Later, when I had my own children, they used to ask me questions that often ended up with my telling them a story about my own life and events when I was growing up and about their age. I often told the stories in third person and then, having finished each story, asked them, “Do you know who that little boy was?” And they usually blurted, “It was you, Daddy!” And then they immediately begged, “Tell us another farm story, Daddy!”
Everyone, regardless of age, likes a good, well-told story. (For evidence of this truth, just watch the reaction of people who are nodding off during a sermon as soon as the preacher begins to illustrate his point by telling a story.) And everyone, regardless of how bland and boring they might seem on the outside, has an interesting, perhaps even instructive, story to tell. That’s the premise of the TV series The Story Trek (not to be confused with Star Trek!). It’s also at least part of the motivation behind the work of many writers, including myself.
One day, I was stumped in my writing. No matter how I approached my work or how hard I thought about and worked on it, nothing would come. As I sat staring at the stark whiteness of my office wall, trying to conjure my topic, my eyes suddenly became aware of a framed picture that hangs there. It’s a black-and-white photo that one of my daughters gave me. It is of an old, dilapidated typewriter, and beneath the photo is written, “Write your own life story.”
But on that day, the words only seemed to mock my predicament. Prodded by the statement, I mused of my life and concluded, “No one would want to read about my life; it’s been neither interesting nor exciting–at least to other people. Who would want to read stories about my drab life?” My life more resembles the old typewriter than an exciting, fancy, modern computer. The platen is hard. The keys stick. The ribbon is dry and thread-bare. The words beneath the photo seemed to mock me in the harshest way.
But as I meditated longer on the words, I recalled a story that teacher-writer Jesse Stuart told. As Stuart struggled through the master’s degree program at Vanderbilt University, Donald Davidson, one of his professors, advised him, “Go back to your people. Go back and write of them. Don’t change and follow the moods of these times. Be your honest self. Go back and write of your country. Your country has your material.” Essentially, Davidson was telling him, “Write your own life story. Don’t try to be someone else.”

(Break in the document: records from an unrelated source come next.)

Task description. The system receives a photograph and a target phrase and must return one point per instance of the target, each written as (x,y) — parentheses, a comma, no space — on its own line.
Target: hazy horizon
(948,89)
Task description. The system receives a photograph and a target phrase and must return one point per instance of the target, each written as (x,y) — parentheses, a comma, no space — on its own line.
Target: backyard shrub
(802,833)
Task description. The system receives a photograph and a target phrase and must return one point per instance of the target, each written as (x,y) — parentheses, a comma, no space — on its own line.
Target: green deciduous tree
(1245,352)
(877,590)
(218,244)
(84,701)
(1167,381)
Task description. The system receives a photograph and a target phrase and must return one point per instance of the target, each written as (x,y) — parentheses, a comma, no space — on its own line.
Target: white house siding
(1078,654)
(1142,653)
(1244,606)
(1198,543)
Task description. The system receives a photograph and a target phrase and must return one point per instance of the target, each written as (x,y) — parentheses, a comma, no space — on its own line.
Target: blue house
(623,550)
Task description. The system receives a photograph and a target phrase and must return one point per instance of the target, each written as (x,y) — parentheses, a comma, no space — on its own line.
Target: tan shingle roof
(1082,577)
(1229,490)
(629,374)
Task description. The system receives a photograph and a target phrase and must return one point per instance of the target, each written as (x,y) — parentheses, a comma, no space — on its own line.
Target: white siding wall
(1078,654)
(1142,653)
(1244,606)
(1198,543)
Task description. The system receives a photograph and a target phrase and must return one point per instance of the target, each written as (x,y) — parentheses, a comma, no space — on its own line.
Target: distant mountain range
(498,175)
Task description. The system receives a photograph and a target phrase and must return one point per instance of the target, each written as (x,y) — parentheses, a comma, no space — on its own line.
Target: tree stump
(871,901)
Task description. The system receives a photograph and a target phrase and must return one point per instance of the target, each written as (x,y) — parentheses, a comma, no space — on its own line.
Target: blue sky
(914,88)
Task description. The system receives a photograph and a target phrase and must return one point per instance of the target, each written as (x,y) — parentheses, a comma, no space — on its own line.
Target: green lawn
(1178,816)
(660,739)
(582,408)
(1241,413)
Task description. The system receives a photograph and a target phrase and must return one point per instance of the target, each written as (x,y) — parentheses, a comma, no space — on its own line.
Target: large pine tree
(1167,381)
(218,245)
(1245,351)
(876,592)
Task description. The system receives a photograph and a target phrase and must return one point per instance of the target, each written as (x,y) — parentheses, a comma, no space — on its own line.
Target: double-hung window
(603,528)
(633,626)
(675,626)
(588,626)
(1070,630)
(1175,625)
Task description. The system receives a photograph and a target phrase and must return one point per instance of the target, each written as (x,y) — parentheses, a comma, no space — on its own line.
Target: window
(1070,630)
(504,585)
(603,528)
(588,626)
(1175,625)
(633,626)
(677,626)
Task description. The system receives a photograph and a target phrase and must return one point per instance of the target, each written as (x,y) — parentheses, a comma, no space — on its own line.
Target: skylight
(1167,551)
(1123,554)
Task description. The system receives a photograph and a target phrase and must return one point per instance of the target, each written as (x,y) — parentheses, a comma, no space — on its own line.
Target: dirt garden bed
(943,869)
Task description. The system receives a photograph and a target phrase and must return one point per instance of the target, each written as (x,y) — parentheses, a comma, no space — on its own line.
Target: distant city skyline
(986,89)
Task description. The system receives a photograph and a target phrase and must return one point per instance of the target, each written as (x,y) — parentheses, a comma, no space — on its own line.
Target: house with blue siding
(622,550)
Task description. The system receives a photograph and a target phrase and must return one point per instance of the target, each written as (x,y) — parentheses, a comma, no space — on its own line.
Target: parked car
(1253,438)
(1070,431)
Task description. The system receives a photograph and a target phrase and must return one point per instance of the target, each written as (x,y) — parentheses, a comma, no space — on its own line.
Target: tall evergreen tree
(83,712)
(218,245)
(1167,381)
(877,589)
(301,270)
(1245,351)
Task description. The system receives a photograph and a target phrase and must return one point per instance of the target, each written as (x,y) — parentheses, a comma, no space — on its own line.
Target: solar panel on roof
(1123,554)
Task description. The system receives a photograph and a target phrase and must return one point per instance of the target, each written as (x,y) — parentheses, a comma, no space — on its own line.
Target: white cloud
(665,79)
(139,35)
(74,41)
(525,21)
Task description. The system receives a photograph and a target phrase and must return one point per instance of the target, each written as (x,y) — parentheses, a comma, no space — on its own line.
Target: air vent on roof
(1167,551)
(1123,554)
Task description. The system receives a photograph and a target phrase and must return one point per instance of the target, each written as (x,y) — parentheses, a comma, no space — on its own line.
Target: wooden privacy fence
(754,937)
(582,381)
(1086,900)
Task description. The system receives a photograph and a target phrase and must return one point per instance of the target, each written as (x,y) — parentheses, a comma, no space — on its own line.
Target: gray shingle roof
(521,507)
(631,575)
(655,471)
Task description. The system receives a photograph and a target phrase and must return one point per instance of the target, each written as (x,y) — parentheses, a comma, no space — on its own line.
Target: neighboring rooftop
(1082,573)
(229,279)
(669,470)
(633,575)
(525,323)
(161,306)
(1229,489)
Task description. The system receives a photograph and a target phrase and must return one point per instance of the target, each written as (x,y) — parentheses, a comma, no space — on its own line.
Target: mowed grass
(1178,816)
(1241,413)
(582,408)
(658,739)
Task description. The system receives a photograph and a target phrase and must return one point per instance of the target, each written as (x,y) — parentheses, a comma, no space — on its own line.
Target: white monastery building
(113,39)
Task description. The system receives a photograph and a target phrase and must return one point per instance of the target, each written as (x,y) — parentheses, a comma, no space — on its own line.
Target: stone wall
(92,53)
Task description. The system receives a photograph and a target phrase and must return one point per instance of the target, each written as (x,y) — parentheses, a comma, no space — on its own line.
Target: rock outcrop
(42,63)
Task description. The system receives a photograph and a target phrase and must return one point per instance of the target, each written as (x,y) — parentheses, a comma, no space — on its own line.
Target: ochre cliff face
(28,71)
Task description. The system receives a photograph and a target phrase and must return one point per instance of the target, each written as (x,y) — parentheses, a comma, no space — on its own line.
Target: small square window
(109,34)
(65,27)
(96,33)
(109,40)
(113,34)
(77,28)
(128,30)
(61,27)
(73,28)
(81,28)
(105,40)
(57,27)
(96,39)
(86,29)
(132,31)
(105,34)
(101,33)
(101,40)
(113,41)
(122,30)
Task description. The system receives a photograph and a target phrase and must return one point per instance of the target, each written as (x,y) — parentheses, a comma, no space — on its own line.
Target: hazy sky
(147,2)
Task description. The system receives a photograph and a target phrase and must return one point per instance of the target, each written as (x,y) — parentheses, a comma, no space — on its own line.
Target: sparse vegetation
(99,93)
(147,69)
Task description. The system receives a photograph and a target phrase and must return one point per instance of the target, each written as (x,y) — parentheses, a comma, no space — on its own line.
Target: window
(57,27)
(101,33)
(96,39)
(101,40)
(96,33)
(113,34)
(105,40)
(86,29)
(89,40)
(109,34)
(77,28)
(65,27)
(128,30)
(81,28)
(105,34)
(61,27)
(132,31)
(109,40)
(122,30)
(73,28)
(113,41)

Stuart followed Davidson’s advice. He returned to the hills of Eastern Kentucky and taught school and plowed corn fields–and wrote. As he followed the mule along the furrow, he thought of words and phrases and stories. As he rested the mule at the end of the row, he wrote those words and ideas on a leaf, and then he transferred them to paper in the evening. And they found their way to publishers as manuscripts of poems, short stories, and autobiographical accounts. Eventually, they were published in books and magazines. He wrote for children. He wrote for adults. But most of all, he wrote for himself. I was especially a beneficiary through Stuart’s books The Thread that Runs So True, which Dr. Walter Fremont recommended to me, and its sequel To Teach, To Love. (You can find a child’s video review of The Thread that Runs So True at http://www.youtube.com/watch?v=Wi4XkA3MqAA and an excellent TV interview of Stuart at http://www.youtube.com/watch?v=bpsXlxf2egs. Stuart discusses Davidson’s advice to him at about the 27-minute point.)
By the way, after I had stared for a long time at that photo of the old typewriter, and after I had read and reread and meditated on the words “Write your own life story,” I did write something. I submitted it, and it was published (after the editor gently guided me through some paring and tweaking) as “The Beloved Country” (The Writer, May 2016). I had a story. I told it. And an editor thought that her readers might benefit from it. Perhaps someone did. At least one person did, and she wrote to tell me. She was an elderly lady who had herself been inspired to write by Jesse Stuart’s works and had even met him. I enjoyed reading her story, and wish that I could have met Stuart, too.
If I could do it, you can too. You have a story of your own. Tell it to someone. Write it down and share it. Perhaps even dare to submit it for possible publication. After all, tomorrow is National Tell-a-Story Day. Go write your own story.